Additionally, can you try all of the DUS code with the new code https://github.com/oxford-pharmacoepi/MegaStudy/issues/53 . There were some database management systems with which we had errors in the DUS but could successfully run it with the new code.

tiozab commented 4 months ago

@raeleesha-norris maybe you can tell us and especially @mikaelhogerman how you solved the problem on your end? because we saw the incidence results from INGEF in the webinar :-)

mikaelhogerman commented 4 months ago

@tiozab do you mean to run IncidencePrevalence or that small DUSS related code that you provided in few messages above with CDMConnector 1.2.1 and PatientProfiles 0.4.0? The small DUS check code did not run with those old packages. Just with new CDMConnector 1.4.0 & PatientProfiles 1.1.0

tiozab commented 4 months ago

@mikaelhogerman, sorry, I understand the confusion. Do you want to have a call? or rather continue on github?

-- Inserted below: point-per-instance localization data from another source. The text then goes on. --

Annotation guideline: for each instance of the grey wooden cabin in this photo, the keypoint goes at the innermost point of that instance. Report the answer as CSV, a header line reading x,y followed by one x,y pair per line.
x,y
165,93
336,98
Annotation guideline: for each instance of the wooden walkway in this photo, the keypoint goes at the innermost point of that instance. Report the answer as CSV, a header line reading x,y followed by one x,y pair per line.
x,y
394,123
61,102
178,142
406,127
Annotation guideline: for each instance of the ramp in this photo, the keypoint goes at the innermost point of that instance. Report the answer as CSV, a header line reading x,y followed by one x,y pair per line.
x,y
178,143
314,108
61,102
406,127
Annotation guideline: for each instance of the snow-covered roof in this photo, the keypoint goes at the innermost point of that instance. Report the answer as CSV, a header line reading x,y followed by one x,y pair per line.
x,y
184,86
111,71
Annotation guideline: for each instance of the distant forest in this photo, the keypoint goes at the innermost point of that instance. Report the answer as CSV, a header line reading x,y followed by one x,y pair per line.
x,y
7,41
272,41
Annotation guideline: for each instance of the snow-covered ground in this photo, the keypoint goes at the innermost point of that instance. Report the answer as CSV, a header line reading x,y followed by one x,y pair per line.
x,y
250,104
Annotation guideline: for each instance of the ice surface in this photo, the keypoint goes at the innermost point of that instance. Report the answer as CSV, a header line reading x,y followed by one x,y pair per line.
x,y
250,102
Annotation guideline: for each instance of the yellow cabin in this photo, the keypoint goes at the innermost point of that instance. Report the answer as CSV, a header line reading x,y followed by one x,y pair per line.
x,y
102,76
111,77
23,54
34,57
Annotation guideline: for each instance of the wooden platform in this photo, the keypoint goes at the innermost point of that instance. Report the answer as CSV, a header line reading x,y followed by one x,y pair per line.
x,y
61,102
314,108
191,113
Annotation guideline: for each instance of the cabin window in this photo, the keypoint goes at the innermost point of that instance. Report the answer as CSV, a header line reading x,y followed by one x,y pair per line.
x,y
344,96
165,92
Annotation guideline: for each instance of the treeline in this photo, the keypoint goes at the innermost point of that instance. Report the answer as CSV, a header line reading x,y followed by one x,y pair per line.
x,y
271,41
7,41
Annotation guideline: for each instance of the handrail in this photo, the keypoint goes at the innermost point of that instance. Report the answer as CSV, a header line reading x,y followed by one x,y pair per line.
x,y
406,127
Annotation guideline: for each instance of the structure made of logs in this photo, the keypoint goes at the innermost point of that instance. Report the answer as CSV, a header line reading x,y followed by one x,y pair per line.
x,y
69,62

mikaelhogerman commented 4 months ago

@tiozab Yes call could be good.

raeleesha-norris commented 4 months ago

Hi @tiozab @mikaelhogerman :)

The issue for us was that a processing error within our server occurred during a certain step while running the IncidencePrevalence code (I unfortunately don't remember where, but likely within the incidence attrition step) and we initially didn't realize it even happened because we were letting the script run in its entirety, and not stopping after each step to check the results for any issues. So after we found out about the missing results, we would wait after each step in the script was finished and checked the console for errors before continuing to the next step.

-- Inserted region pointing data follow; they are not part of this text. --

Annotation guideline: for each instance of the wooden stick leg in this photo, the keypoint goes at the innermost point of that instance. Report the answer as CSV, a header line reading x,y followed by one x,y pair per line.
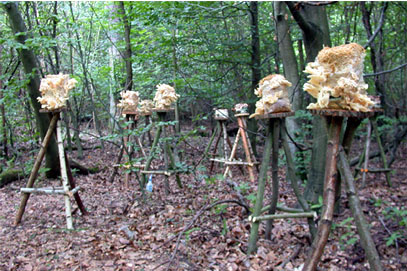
x,y
324,227
363,228
73,185
295,182
254,232
382,153
232,154
225,137
219,129
246,148
215,132
151,155
274,172
64,176
36,167
365,165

The error that we were somestimes getting was something like: Transaction (Process ID) was deadlocked on lock resources with another process and has been chosen as the deadlock victim

tiozab commented 4 months ago

thanks @raeleesha-norris! @mikaelhogerman can you try to run some simple example for incidence and see what happens? If not, I can guide you through during our call on tuesday!